Studies aiming to describe AE for aiding the diagnosis of PCOS may use populations referred to care, which can be subject to referral bias influenced by severity of symptoms, awareness of PCOS, and access to healthcare. In addition to hirsutism, other symptoms that can be used to evaluate potential AE such as alopecia or acne were less extensively studied, especially among unselected populations over the life course. Thus, a study is needed that investigates a broad spectrum of self-reported signs of potential AE without selecting for a diagnosis of PCOS or other health conditions.

The objective of our study was to assess the prevalence of self-reported signs of potential AE in a large, mobile-application-based cohort in the United States. We also evaluated heterogeneity in these patterns by age groups, race and ethnicity, Asian ancestry, BMI, PCOS status, and hormone use indications. Of note, our evaluation was restricted to self-reported symptoms that may indicate potential AE. Consequently, throughout the remainder of this manuscript, we describe key outcomes of interest as signs of potential AE instead of using any clinical terminology (eg, “hirsutism” or “alopecia”). Rationales of selecting the most relevant outcomes of interest (possible hirsutism defined as having thick coarse hair on ≥4 of 8 body locations, hair levels on the chin, severity of hair loss on top of the head, and moderate to severe acne) are further described in Materials and Methods.

Materials and Methods

Study Population

This study included participants of the Apple Women's Health Study. Eligibility for the Apple Women's Health Study was described previously (23). Briefly, eligible participants were users of the Apple Research app on their iPhone (sole usage, including their iCloud account) who have ever menstruated, live in the United States, were at least 18 (19 in Alabama and Nebraska, 21 in Puerto Rico) years old, and were able to communicate in English.
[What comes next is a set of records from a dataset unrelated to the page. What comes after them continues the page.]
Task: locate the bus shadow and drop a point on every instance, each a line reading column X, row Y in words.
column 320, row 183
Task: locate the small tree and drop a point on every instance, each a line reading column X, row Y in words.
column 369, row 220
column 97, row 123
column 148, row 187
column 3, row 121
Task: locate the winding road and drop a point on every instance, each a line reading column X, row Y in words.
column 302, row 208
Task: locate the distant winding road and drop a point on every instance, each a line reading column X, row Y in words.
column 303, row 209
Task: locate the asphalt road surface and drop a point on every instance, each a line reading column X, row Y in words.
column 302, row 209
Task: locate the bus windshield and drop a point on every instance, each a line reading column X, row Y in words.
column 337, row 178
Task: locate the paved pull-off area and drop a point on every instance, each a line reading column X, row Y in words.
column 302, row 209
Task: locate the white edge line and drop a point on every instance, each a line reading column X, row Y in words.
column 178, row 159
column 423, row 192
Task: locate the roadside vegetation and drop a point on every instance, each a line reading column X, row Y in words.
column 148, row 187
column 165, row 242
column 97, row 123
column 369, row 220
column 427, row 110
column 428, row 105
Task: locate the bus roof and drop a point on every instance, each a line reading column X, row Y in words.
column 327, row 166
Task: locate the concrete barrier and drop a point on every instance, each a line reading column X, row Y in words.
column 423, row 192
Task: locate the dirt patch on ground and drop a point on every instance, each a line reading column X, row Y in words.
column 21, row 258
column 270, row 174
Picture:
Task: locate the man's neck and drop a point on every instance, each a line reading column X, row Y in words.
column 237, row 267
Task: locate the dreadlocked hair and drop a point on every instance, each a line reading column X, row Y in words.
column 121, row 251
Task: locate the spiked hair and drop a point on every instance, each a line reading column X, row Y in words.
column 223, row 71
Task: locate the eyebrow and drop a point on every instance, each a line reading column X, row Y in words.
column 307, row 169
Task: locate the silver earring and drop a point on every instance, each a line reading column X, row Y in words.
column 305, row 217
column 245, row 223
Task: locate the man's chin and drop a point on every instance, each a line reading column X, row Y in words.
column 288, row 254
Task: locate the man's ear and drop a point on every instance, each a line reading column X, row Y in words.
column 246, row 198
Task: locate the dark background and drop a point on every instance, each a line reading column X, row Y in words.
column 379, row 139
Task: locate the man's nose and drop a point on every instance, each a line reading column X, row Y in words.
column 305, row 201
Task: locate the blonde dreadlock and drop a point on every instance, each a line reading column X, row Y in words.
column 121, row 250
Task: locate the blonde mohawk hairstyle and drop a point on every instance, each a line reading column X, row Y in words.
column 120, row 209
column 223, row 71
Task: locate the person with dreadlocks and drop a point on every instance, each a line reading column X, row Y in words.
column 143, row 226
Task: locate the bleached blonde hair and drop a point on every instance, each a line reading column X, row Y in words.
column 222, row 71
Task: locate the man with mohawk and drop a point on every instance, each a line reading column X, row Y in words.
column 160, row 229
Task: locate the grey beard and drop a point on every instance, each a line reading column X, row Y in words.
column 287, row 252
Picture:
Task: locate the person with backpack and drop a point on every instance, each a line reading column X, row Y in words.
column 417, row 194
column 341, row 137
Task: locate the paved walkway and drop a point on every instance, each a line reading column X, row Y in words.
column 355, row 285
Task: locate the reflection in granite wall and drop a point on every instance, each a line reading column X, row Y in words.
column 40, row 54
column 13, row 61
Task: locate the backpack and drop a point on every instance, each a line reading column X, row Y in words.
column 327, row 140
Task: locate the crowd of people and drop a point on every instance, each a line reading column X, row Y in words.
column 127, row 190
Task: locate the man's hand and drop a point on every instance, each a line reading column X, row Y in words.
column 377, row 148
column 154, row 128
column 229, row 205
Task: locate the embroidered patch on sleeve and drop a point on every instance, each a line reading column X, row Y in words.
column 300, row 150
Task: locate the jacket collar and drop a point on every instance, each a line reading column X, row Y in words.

Enrollment began November 2019 and is ongoing. Written informed consent of participation was provided at enrollment. For this analysis, we included a total of 24 435 participants who consented and enrolled from November 14, 2019, to December 13, 2022. Inclusion criteria for this analysis was further restricted to those who reported female sex assigned at birth and completed the Hormonal Symptoms Survey (at baseline) and provided baseline demographics, medical, and reproductive history data (flowchart in Supplemental Fig. S1) (24).

Signs of Potential AE

We evaluated the following signs of potential AE based on the participant's response to relevant survey questions. Details of the survey questions used are shown in Supplemental Table S1 (24). For all questions, responses of “I don’t know” or “I prefer not to answer” were considered missing and excluded from the analysis.

Possible hirsutism

While the mFG score is widely regarded as the clinical gold standard for diagnosing hirsutism, it is important to recognize that the score was developed from a limited sample of 430 White women in England (25), and its generalizability to US individuals with heterogeneous demographic and health backgrounds may be limited. Although our study is constrained by the absence of data necessary to calculate an mFG score, we derived “possible hirsutism” based on self-reported symptoms. This approach aims to inform future research on developing more inclusive tools for assessing clinical signs of potential AE. Based on the question about having thick, coarse, and dark hair (yes/no) on 8 body locations (upper lip, chin, breasts, chest between the breasts, back, abdomen, upper arms, and upper thighs), we derived a summary score, calculated as the sum of body locations with thick, coarse, and dark hair (range: 0-8). We examined the distribution of this discrete summary score and used the score value (= 4) that corresponded to the internal 95th percentile as the cutoff value for defining “possible hirsutism” within this population. This approach aligns with general recommendations for defining hyperandrogenism based on androgen levels exceeding the 95th percentile (5, 26, 27).

Hair levels on the chin

Participants were given diagrams (Supplemental Table S1) (24) to aid their selection (none, a few, several, a lot) for hair on their chin and on their upper lip. Previous research suggested either the chin area or a combination of upper/lower abdomen and chin is a relatively accurate predictor of the mFG score (28-30). Thus, we used the severity level measure on the chin as another potential indicator of hirsutism. The choice of this location (chin) was constrained by the availability of data within this cohort.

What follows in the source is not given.